My earnest prayer is that all beings win Nirvana through this dark night. Blessings to everyone, and persevere.
Eloquently stated–many thanks!
Loving everything you’re doing now and have done in the past, there’s no reason to go into detail about my own experiences because they’ll be apparent in time; just wanted to say that I was re-reading some of your earlier blogs such as this one and wanted to say that I found a nice (somewhat long though) web-page that talks about the light of darkness from an alchemy perspective: http://www.awakeninthedream.com/the-light-of-darkness/
Figured you might find it interested, I’ve found it illuminating in some respects.
Thanks for the reference.
This is an interesting synchronicity for me since I’ve just finished viewing again Stanley Kubrick’s 2001: A Space Odyssey.

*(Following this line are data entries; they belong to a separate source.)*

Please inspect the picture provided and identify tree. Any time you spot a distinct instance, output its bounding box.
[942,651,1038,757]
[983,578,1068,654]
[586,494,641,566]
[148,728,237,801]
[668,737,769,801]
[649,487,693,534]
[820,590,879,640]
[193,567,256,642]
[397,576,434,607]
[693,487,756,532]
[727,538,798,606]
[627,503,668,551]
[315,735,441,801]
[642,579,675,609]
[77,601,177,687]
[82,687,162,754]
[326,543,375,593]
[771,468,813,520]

This was done after reading an article entitled: “Alchemical Kubrick, 2001: A Space Odyssey, The Great Work-On Film,” by Jay Weidner. I wholeheartedly recommend following the link–one will never view the film in quite the same way again after doing so–wonderful article tying together Kubrick’s work and Alchemy.
Great article, just started reading it but so far loving it; It hadn’t occurred before the depths of knowledge that alchemy has, of course there are somethings that I consider to be extraneous conceptualization of the imaginary, but still overall it’s surprisingly similar to the illumination of the buddha-dharma (with a proper view of course, understanding the nature of words and not being caught up in definitions).
Thanks, for this series. It is very helpfull.